Top 5: Jack and Jill Are Not Who You Think They Are

(Edited to fix buy link.)

Well, here we are again, Memorial Day weekend, which traditionally makes me all moony and stupid about high school graduation, which happened to me the Tuesday after Memorial Day 30 years ago. I’m going to refrain from navel-gazing, however, and just go trolling for a few tunes on the radio that week.

“Jack and Jill”/Raydio. Raydio was fronted by Ray Parker Jr., who would score several hits under his own name in the 80s, including the Number One hit “Ghostbusters.” This, his first-ever hit, analyzes the subtext you didn’t know existed in the famous nursery rhyme with a smoothly groovin’ synth-driven backing track that’s pure 70s. “Jack and Jill” never fails to take me back to the spring of ‘78, a season which was full of personal subtexts. We’re not talking about that this year, however. I mean it.

“The Groove Line”/Heatwave. Heatwave was composed of musicians from several European countries; Englishman Rod Temperton would become the most famous after playing keyboards on Michael Jackson’s Thriller. “The Groove Line” is the least well-remembered of the group’s three Top 40 hits (”Boogie Nights” and “Always and Forever” were the others), but it’s the best of ‘em, with a relentless groove that sounded as good on the radio as it did on the dance floor.
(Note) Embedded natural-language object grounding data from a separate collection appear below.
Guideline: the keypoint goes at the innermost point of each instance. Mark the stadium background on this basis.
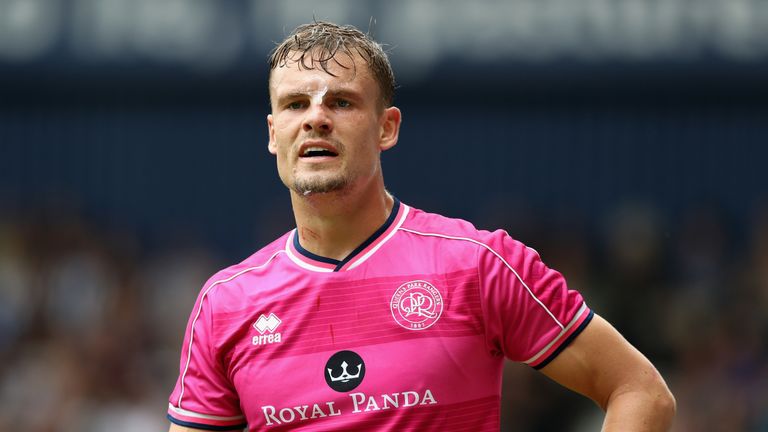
(625, 140)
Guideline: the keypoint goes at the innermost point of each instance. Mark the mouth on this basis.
(317, 150)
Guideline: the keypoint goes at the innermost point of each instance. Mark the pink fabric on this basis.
(432, 306)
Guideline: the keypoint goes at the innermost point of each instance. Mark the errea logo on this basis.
(268, 325)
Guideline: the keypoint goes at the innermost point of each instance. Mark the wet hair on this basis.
(316, 43)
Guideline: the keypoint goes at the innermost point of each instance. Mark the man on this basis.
(373, 315)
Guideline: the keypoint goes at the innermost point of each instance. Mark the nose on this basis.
(318, 119)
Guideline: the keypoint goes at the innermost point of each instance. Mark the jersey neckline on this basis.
(310, 261)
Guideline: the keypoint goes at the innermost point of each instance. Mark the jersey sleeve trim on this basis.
(563, 339)
(195, 420)
(197, 315)
(506, 264)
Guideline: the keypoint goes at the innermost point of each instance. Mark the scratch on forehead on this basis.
(317, 90)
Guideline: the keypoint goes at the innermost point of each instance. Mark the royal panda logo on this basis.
(344, 371)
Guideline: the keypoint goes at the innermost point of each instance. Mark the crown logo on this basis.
(345, 376)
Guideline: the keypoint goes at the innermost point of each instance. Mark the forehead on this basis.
(344, 72)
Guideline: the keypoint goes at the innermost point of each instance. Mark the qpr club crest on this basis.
(416, 305)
“Warm Ride”/Rare Earth. This may have marked the moment at which the Bee Gees achieved maximum cultural penetration, when, after a hit drought of a few years, this respectable veteran rock band recorded a tune written by Barry, Robin, and Maurice Gibb and invited them in for backing vocals, with results you can predict. If it could happen to them, it could have happened to anyone.
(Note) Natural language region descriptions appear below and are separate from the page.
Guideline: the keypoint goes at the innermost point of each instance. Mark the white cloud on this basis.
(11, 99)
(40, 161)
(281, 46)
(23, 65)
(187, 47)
“Where Have You Been All My Life”/Fotomaker. Two ex-Rascals, Gene Cornish and Dino Danelli, teamed with ex-Raspberry Wally Bryson and two other guys to create a power-pop supergroup. How could it miss? Well, it did, mostly. “Where Have You Been All My Life?” was their debut single. It has a ton of pop gloss, but at the same time it fails to leave much of an impression. It got only to Number 81 in Billboard, and I don’t remember hearing it on the stations I listened to. A second single from a second album, “Miles Away,” was slightly more memorable, enough to propel it to Number 63. (That one I remember playing on the radio.)

“Mama Let Him Play”/Doucette. If we lived in a just universe, this record would have been a monster in 1978, and would have remained a staple of rock and roll radio down unto this very day—which it was not, and has not. The fact that it reached only Number 72 on the Hot 100 was a crime against both commerce and art, because “Mama Let Him Play” leaves no ass unkicked. Click below, then turn your speakers up as far as they will go.

If anybody’s got an mp3 of that, help a brother out. I’ll owe you one. At least one. I am now the happy owner of three mp3s of it. Thanks, everybody.